In conjunction with World Children’s Day, the nationwide survey released yesterday involved 2,011 children under the age of 18.
The survey carried out by Unicef and social enterprise WOMEN:girls from April to September found these children had brushes with bullying during their lives ― whether as a victim, a perpetrator or a witness.
Three out of four said they have been bullying victims.
According to the Children4Change survey, 64 per cent of children admitted to bullying, whether verbally or physically.
The figure was broken down further and the children were asked if they have ever called someone else names, hit, kicked, pushed, threatened or been mean, 21 per cent said “Yes” and 43 per cent said “Maybe”.
The most common place where bullying occurred was at school, according to 83 per cent of victims.
The classroom was a hotbed of bullying, according to 54 per cent of victims and bystanders who witnessed bullying taking place.
The second most common place was over the internet, with 58 per cent children saying they have witnessed bullying through social media.
Most of the bullied children indicated that they would take some form of action to protect themselves, with just over half or 51 per cent saying they would report the incident to a teacher, followed by confiding in a friend or a parent.
Data showed it was more prevalent among the younger children, 69 per cent for those under 12 years old, dropping as they grow older, resulting in only 38 per cent of those above 15 years old.
The survey also showed that violence begets violence among those who witnessed bullying.

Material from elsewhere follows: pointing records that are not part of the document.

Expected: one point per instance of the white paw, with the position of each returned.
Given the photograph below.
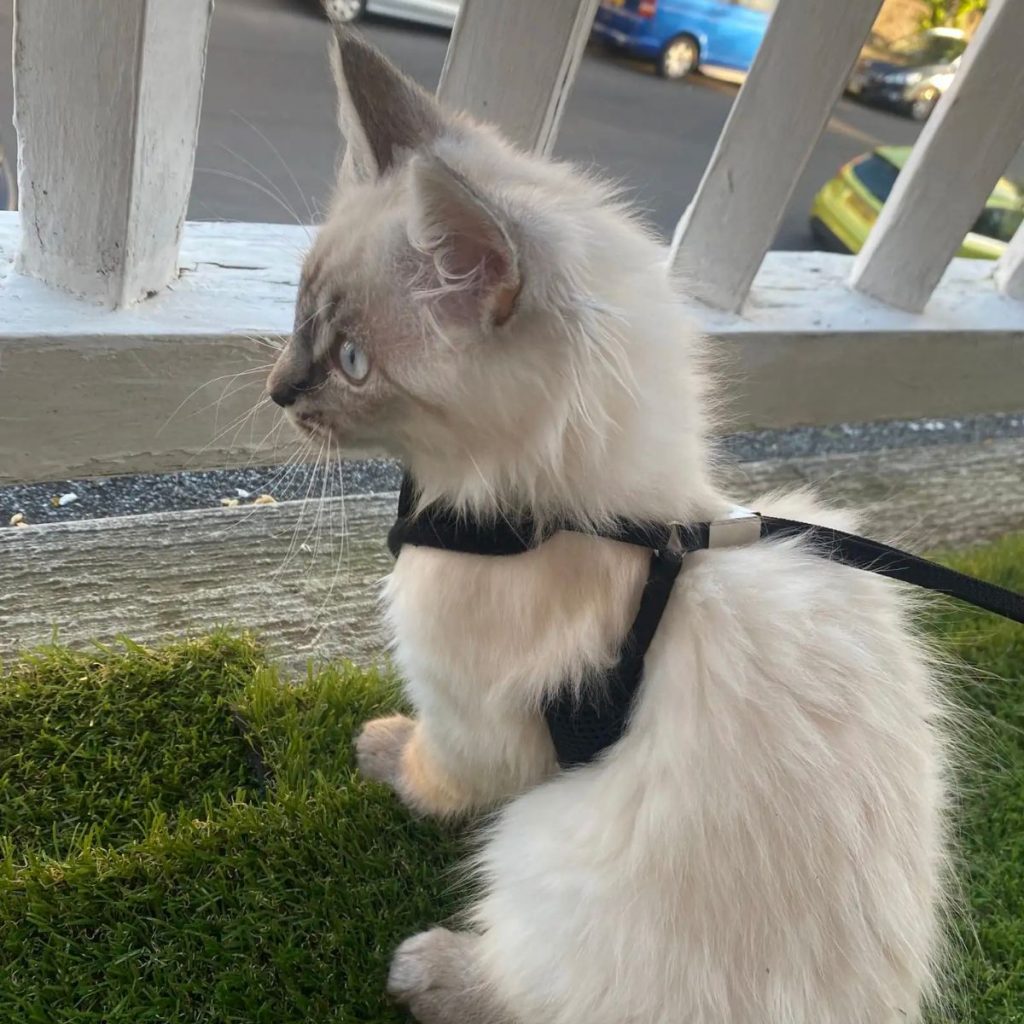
(412, 965)
(379, 747)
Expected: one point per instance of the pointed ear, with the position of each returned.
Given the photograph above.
(383, 115)
(476, 272)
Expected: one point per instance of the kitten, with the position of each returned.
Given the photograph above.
(766, 843)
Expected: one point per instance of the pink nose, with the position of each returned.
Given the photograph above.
(284, 394)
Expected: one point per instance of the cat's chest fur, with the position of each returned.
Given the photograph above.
(529, 622)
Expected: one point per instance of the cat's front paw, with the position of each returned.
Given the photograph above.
(379, 748)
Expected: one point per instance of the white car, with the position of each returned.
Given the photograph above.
(439, 12)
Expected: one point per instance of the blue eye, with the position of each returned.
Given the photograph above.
(353, 361)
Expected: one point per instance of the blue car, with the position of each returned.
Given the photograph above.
(683, 35)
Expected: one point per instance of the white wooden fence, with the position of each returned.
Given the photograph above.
(117, 309)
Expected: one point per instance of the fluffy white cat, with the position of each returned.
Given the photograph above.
(766, 845)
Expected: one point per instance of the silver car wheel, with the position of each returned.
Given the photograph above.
(679, 58)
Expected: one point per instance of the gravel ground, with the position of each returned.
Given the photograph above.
(135, 495)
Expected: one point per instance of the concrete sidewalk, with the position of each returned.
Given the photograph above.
(306, 576)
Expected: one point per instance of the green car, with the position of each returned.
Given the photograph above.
(847, 207)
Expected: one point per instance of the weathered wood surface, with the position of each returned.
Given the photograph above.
(1010, 272)
(966, 145)
(310, 586)
(801, 69)
(107, 101)
(513, 65)
(170, 383)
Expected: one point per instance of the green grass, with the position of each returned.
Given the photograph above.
(183, 839)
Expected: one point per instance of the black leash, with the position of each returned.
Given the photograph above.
(584, 725)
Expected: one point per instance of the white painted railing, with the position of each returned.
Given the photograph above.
(107, 100)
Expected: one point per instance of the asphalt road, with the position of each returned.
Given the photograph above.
(268, 114)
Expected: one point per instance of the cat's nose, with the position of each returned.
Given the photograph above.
(284, 394)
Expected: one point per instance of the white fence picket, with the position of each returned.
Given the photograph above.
(107, 100)
(966, 145)
(512, 64)
(1010, 271)
(800, 72)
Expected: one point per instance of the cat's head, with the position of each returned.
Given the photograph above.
(465, 306)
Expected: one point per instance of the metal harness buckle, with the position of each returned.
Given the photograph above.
(739, 527)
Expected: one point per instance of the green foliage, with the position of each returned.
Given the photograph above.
(183, 838)
(206, 900)
(958, 13)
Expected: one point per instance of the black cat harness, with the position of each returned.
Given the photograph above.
(583, 727)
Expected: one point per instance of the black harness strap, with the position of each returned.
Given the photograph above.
(582, 725)
(862, 553)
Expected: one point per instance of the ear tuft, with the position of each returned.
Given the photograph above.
(384, 116)
(476, 274)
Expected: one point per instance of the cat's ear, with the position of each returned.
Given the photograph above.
(475, 262)
(384, 116)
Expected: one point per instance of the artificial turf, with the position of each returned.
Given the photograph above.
(183, 839)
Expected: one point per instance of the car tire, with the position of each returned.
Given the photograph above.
(679, 57)
(345, 11)
(923, 104)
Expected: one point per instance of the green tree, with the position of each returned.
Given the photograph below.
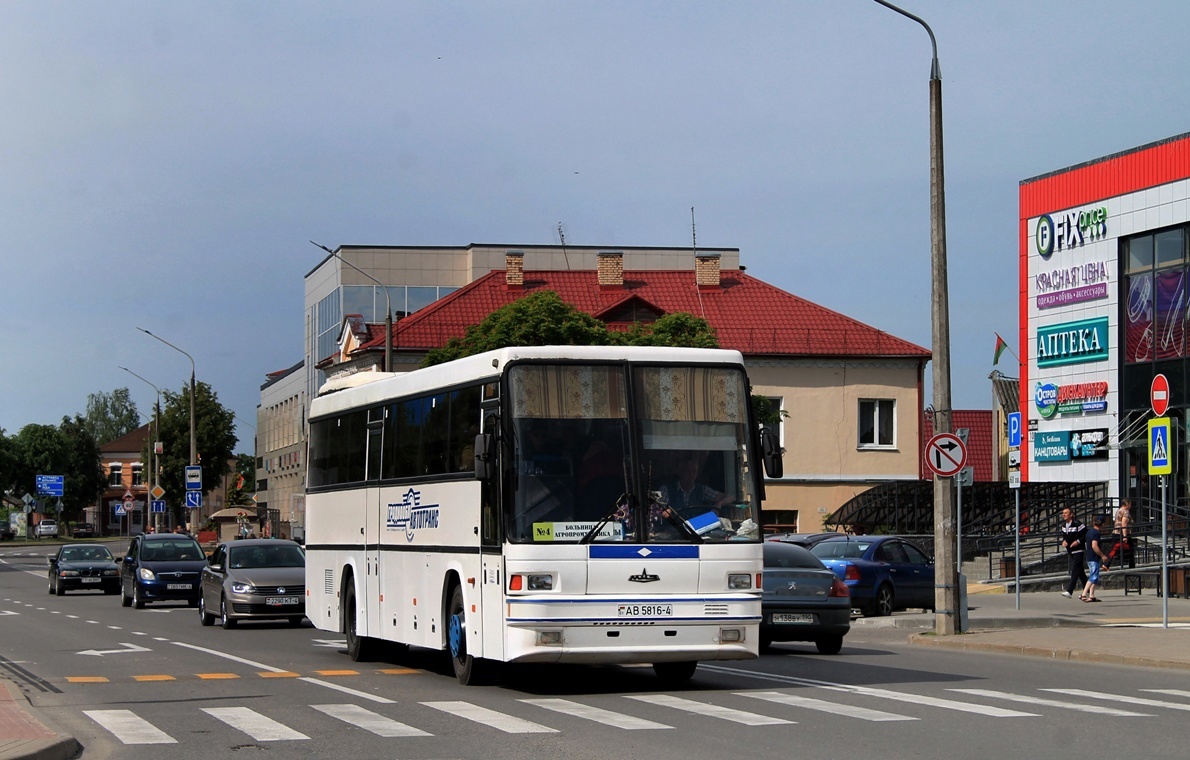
(111, 415)
(69, 451)
(539, 319)
(214, 437)
(672, 330)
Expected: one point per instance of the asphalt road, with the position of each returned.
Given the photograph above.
(142, 683)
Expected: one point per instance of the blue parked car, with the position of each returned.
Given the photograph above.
(884, 572)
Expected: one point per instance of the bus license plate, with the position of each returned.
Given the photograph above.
(645, 610)
(793, 617)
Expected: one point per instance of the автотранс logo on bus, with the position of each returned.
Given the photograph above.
(411, 515)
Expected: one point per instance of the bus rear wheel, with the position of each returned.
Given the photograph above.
(359, 648)
(468, 670)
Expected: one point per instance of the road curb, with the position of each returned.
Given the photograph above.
(29, 735)
(970, 644)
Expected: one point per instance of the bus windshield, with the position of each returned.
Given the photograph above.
(669, 462)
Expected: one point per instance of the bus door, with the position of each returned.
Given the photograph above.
(374, 514)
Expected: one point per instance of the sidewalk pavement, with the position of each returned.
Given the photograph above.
(1121, 629)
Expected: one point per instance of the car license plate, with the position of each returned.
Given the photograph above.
(645, 610)
(793, 617)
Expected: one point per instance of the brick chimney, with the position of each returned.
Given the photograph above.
(706, 271)
(514, 270)
(611, 270)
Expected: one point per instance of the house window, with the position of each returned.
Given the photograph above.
(877, 422)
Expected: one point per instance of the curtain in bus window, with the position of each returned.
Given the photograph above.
(569, 391)
(1139, 327)
(1169, 313)
(707, 394)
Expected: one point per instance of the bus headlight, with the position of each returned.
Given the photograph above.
(739, 581)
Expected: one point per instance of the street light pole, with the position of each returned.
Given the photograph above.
(946, 573)
(152, 456)
(388, 300)
(194, 447)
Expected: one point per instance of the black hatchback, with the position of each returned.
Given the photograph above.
(161, 567)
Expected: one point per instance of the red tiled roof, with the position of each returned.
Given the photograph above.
(981, 443)
(747, 314)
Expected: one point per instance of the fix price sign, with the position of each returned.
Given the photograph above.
(945, 454)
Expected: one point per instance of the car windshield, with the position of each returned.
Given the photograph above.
(86, 554)
(170, 551)
(840, 550)
(285, 556)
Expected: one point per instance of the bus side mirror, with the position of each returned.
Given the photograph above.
(484, 458)
(770, 448)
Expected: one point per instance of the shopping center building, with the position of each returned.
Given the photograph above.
(1103, 309)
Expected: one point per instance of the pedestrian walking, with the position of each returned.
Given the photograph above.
(1073, 540)
(1095, 558)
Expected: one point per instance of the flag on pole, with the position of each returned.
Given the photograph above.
(1001, 346)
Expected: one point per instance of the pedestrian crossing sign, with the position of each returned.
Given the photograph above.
(1159, 460)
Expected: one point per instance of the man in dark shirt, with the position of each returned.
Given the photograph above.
(1073, 540)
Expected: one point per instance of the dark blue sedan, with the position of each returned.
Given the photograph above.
(884, 572)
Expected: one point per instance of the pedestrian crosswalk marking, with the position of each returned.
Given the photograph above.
(1140, 701)
(709, 710)
(1050, 703)
(369, 721)
(255, 724)
(833, 708)
(507, 723)
(130, 728)
(607, 717)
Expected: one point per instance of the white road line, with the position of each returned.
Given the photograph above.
(362, 695)
(709, 710)
(1050, 703)
(833, 708)
(1126, 698)
(1172, 692)
(880, 693)
(369, 721)
(129, 728)
(255, 724)
(607, 717)
(484, 716)
(231, 657)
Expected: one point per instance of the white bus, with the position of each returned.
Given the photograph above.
(536, 504)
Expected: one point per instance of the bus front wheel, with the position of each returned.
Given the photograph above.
(467, 667)
(359, 648)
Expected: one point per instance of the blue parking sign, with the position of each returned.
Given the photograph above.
(1014, 429)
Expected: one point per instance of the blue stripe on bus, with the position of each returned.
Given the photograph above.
(643, 552)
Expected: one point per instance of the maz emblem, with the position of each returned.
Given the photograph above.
(644, 577)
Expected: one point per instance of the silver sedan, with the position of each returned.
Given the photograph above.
(254, 579)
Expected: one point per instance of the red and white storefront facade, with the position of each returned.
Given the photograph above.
(1103, 294)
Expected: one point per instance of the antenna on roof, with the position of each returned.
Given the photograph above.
(562, 238)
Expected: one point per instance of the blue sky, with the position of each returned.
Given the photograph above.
(164, 164)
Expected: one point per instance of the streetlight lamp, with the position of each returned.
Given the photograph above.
(194, 447)
(946, 591)
(388, 300)
(152, 457)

One in three witnesses said they responded to the violence by turning on the bully, either by yelling or punching.
Bullying witnesses also said they feared they would be targeted next.
Two out of three children said they would feel more protected if there was a national anti-bullying law and anti-bullying education programmes, followed by an anti-bullying school policy.
Those polled among the 16 to 17 age group asked for a 24-hour free hotline.
Other ideas to curb bullying were for schools to install CCTVs, teach self-defence lessons, hold civic camps for bullies and have good counsellors who would listen without judging.
But one of the students polled said laws alone were insufficient if there was no human follow-through.
“Setting laws is not enough. They need to be seen to be put to use. Make sure that teachers and students alike treat everyone as proper human beings,” the anonymous student was quoted as saying in the survey.
Marianne Clark-Hattingh, the Unicef representative to Malaysia, said the survey results showed the width and breadth of the bullying culture, and highlighted the urgent need to arrest it.
“We tend to underestimate the impact of bullying on children and to belittle its effects. In doing so, we discourage children from speaking up, be they victim or bystander,” she said in a statement accompanying the survey results.
“This is dangerous as it makes children more vulnerable to violence and its consequences. It is essential that children feel safe to report cases, have confidence that appropriate action will be taken to address bullying, and support given to the victims.”
Clark-Hattingh said the authorities need to pay attention and act to encourage every child to speak up against bullying and enable them to be part of the solution.